Es jurisprudencia pacífica del fuero laboral, que: Tiene competencia exclusiva para entender de las acciones que deriven de la interpretación y la aplicación del Protocolo sobre Relaciones Laborales, de los reglamentos internos y de los contratos de trabajo celebrados con los trabajadores.

El instituto de la estabilidad laboral reglamentado en el Código Laboral tiene plena vigencia en las entidades binacionales.

Basado en los principios: protectorio o tuitivo, de irrenunciabilidad, de primacía de la realidad, igualdad de trato y de no discriminación, de salario igual por trabajo de la misma naturaleza, eficacia y duración el juez tiene potestad para: otorgar reajuste de salarios; ordenar el aumento del adicional de peligrosidad; declarar la nulidad de cláusulas de contratos laborales; ordenar la equiparación salarial y el pago a los contratados de adicionales previstos en los reglamentos internos y en las resoluciones de los Consejos de Administración y de los directores; establecer la antigüedad real de los trabajadores; ordenar la readmisión de empleados estables despedidos y el pago de salarios caídos con intereses moratorios; declarar el carácter de “permanente” de los contratados que superan el periodo de tres meses; ordenar a los Directores que asignen niveles o categorías salariales superiores a favor de trabajadores injustamente relegados;

En la celebración de contratos de trabajo los directores no tienen facultades discrecionales, sino facultades regladas en el ejercicio de sus funciones, según la propia normativa interna de las entidades binacionales.

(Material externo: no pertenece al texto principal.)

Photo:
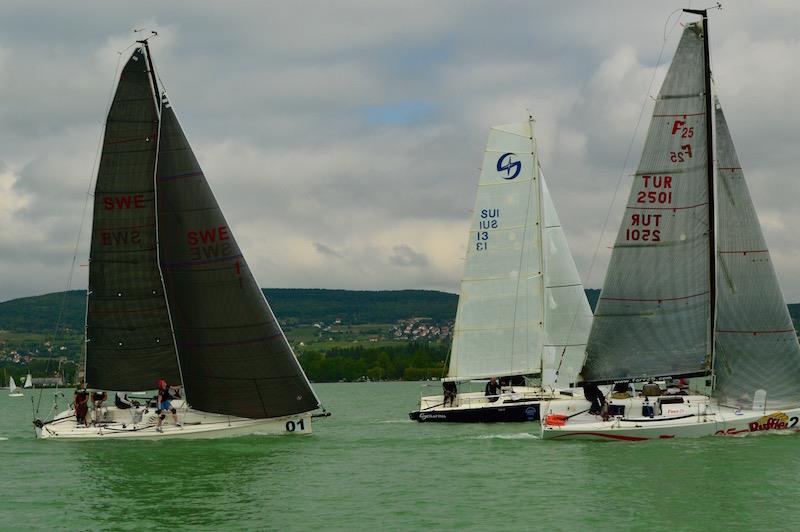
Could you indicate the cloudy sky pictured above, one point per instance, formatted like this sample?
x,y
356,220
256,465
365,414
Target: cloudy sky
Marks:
x,y
343,139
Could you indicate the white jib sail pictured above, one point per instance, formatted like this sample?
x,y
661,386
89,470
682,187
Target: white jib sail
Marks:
x,y
499,324
567,315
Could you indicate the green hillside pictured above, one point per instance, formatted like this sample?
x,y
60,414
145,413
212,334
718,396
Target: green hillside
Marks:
x,y
291,306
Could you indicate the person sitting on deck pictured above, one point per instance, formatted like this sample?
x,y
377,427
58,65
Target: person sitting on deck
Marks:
x,y
677,388
122,401
98,398
81,404
492,390
164,403
450,391
651,389
595,396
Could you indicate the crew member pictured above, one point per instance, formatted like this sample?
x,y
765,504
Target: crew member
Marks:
x,y
164,402
81,404
492,390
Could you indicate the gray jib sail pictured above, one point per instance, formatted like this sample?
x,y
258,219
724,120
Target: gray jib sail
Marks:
x,y
234,357
757,345
129,342
652,318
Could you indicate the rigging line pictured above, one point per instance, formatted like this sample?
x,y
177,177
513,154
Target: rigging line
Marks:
x,y
625,163
92,175
534,186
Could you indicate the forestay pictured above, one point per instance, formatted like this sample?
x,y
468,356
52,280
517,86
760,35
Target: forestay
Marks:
x,y
129,342
757,346
567,315
498,328
652,318
234,357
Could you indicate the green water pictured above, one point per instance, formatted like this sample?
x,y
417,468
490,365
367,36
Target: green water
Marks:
x,y
368,468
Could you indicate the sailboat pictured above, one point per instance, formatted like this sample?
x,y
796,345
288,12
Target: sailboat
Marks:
x,y
691,292
170,294
12,388
522,312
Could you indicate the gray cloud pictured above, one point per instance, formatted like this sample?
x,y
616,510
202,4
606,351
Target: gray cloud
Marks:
x,y
362,125
403,255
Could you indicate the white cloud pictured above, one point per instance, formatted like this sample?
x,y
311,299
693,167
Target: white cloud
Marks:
x,y
343,139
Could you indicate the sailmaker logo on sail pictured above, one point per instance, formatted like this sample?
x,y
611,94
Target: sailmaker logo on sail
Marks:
x,y
511,168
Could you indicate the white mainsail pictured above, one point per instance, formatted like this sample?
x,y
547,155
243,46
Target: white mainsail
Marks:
x,y
756,344
508,296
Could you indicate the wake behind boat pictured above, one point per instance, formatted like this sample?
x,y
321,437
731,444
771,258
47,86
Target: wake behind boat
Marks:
x,y
522,311
13,391
171,296
682,300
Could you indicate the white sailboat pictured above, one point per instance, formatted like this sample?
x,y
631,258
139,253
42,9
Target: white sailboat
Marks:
x,y
13,391
171,296
522,312
691,292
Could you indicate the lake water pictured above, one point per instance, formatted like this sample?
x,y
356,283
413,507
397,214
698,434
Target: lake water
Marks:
x,y
368,468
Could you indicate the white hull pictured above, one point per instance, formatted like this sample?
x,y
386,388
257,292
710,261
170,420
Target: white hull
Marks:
x,y
141,423
522,404
697,416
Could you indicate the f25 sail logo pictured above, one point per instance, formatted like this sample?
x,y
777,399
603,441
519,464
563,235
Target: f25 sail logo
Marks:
x,y
510,167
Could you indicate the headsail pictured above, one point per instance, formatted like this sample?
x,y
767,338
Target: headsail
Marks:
x,y
757,346
567,315
652,318
498,328
129,341
234,357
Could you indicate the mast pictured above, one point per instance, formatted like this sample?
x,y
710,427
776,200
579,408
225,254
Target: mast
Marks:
x,y
712,255
159,103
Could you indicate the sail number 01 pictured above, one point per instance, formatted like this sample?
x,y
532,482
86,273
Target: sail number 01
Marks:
x,y
291,426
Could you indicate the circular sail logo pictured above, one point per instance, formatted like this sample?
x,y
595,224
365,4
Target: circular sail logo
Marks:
x,y
510,167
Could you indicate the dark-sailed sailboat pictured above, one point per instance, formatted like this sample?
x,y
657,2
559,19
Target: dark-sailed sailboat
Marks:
x,y
170,294
691,293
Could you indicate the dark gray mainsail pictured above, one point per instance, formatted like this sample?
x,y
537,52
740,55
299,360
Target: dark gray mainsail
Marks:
x,y
234,357
757,346
652,318
129,341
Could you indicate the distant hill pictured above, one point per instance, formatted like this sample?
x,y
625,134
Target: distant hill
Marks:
x,y
291,305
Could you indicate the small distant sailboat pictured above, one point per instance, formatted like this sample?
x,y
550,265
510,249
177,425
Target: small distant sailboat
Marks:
x,y
170,294
12,388
691,292
522,312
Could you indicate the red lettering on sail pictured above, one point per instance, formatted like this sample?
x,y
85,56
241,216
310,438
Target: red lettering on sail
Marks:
x,y
111,203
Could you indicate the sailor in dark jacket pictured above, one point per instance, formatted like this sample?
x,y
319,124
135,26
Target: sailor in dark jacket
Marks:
x,y
492,389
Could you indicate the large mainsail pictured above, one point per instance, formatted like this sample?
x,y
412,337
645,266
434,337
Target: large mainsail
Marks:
x,y
498,328
652,318
234,357
129,341
567,315
756,344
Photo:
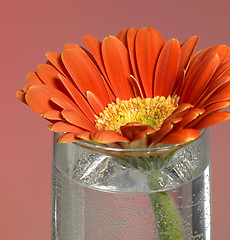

Para la validez de las normas en materia de salud y seguridad ocupacional se requiere la intervención insoslayable de las autoridades administrativas competentes de los respectivos países.

El empleador posee las facultades de organización, dirección y disciplina, pero su ejercicio no puede modificar ni colisionar con la normativa legal y reglamentaria vigente, aplicable en las respectivas entidades binacionales.

Super...

Con argumentos jurídicos (...) que benefician a los países contrapartes, se constituyó a Itaipú y a EBY en super “Estados”.

Ligados

Esos super “Estados” (Itaipú y la Entidad Binacional Yacyretá), sin embargo, son dependientes de Brasil y Argentina.

Falacia

El origen de esta “ideología binacional” es la idea de que Paraguay solo aportaba su condominio sobre las aguas, y nada más.

Pérdida

La consecuencia fue la pérdida del poder de dirigir y controlar ambas entidades en el ámbito de una cogestión igualitaria.